On 18th June, we held our first meeting as part of the project at Addington Square.

Firstly, Patricia welcomed everyone to the meeting.

Then Moraene burst in, very angry about the buses. She ranted and raved for a bit, while everyone wondered what was going on. Then she invited everyone to go to the Anger Wall and write down all the things that made them angry. Here are a few of the things people had on their chests:

“Housing. Society excluding the poor. Teeangers (rude ones).”

“No choices. No chances for young people.”

“Sometimes I get angry with myself.”

“Cuts in the services that leave people without help or advice.”


  • “When I am going to something and someone calls me.”

“Always those with money/power having a louder voice.”

“No communication between doctors.”

“The word ‘troubled’ families really bothers me.”

“EMA cuts – no incentive for young people.”

“Politicians who blame the poor for poverty while making the rich richer.”

“Politicians who blame the poor for poverty while making the rich richer.”

“Blaming people’s problems on them.”

“People on the end of a phone who don’t care.”

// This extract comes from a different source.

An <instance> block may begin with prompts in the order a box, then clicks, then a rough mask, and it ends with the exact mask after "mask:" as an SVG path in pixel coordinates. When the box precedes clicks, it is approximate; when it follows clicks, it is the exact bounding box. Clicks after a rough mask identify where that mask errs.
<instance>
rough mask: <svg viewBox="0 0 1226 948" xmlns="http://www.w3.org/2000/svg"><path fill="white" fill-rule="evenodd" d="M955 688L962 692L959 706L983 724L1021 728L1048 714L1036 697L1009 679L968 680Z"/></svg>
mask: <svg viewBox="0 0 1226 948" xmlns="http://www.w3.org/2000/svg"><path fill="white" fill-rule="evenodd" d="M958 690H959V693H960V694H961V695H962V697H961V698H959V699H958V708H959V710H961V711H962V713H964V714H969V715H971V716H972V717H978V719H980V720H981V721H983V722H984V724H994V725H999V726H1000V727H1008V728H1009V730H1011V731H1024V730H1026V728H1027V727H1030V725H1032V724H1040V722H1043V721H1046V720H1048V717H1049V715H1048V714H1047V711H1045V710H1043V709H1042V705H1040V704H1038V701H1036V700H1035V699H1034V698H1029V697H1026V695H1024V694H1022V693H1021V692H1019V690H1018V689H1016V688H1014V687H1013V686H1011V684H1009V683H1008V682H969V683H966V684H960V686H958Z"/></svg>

“Meetings that start late.”

“Aggressive teens. Society? Parenting?”

“The ‘post code saga’. ‘My area your area’. Makes me sick.”

“Disability Living Allowance. You can’t do stuff but you’re not entitled to it because you can do it but takes you hours to do it.”

“Aggressive language.”

Following this, Melissa and James gave a brief presentation of the project. It is about supporting people to have their say on issues that affect them, especially when they don’t feel they are being listened to. They gave the example of people living in a community who are involved with different people and institutions around them, but who maybe don’t know how to speak out about issues or problems.



Seamus told us about when he was a School Governor which gave him the opportunity to have his say on issues at his son’s school. We then went into small groups to discuss examples of times we could speak out and then times when we weren’t listened to.

Before lunch we joined back into a larger group and talked about what we had discussed in groups. Dee gave us an example of a time when she had been the voice of people who had been affected by the fire in Sceaux Gardens. These are other things we talked about.


  • Relationship with council
  • Housing
  • Parenting
  • Homelessness
  • Crime
  • Young people
  • Lack of choice
  • The Internet

Barriers to speaking out

  • Access to information
  • Not being taken seriously
  • Poor communication
  • No-one taking you seriously
  • Language/jargon
  • Frustration
  • Childcare

Kathy then talked about volunteering with a Welfare Rights Organisation which gave her the opportunity to have a voice. We explained that over the summer we would talk with other groups so that they can join us for our launch meeting in September.